The CEO also showed off an Intel 3 wafer, which is used for the next-gen Granite Rapids Xeon processors. Intel touts a 2.4x efficiency gain over Sapphire Rapids. Granite Rapids is set to launch in 2024.
What’s more is that Pat didn’t stop at just Intel 3 and 20A. Intel 18A, scheduled for 2025 was also shown. Do note that this is just a test-chip and not a finalized product. However, Intel was very serious when it said it would push 5 nodes in 4 years.

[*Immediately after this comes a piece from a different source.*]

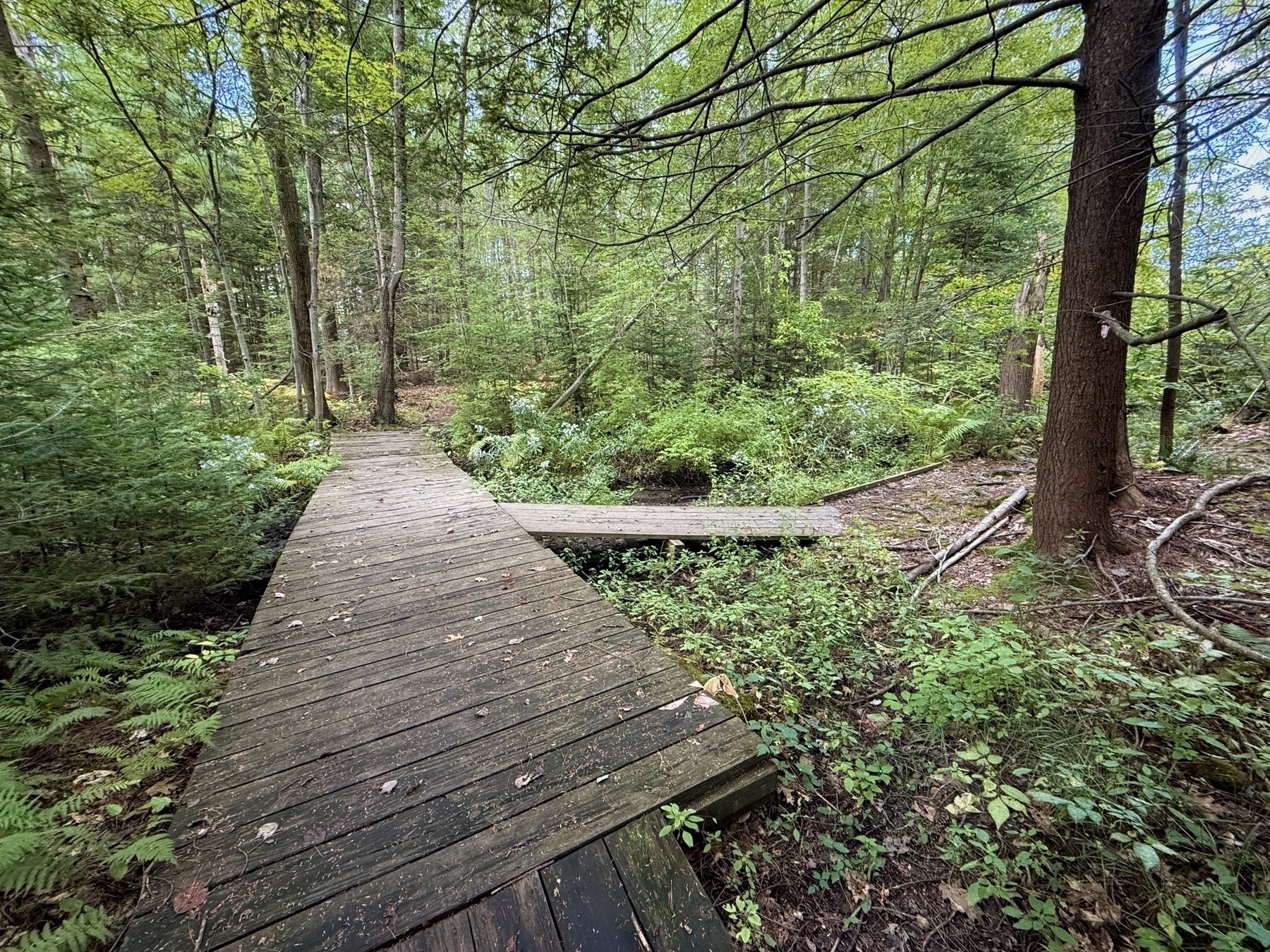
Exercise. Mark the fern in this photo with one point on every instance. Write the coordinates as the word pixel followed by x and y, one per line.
pixel 154 847
pixel 75 934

On the Xeon side of things, we already knew that Sierra Forest boasted a whopping 144 cores (Crestmont). But that was just one die. Fusing the two into a single package nets you 288 cores, and folks, that’s exactly what Intel is launching next year.
Read our article regarding the various wafers displayed at the Innovation Event here.
Summary
Meteor Lake is officialy out and is set to launch on the 14th of December. However, Intel did not show many benchmarks. The only comparions we saw were against Xe-LP. Moreover, there wasn’t a single display of the new cores in action.
What’s even more confusing is that Intel chose not to launch Raptor Lake Refresh today. The Innovation Event does span over a few days so keep an eye for something new at Intel Newsroom.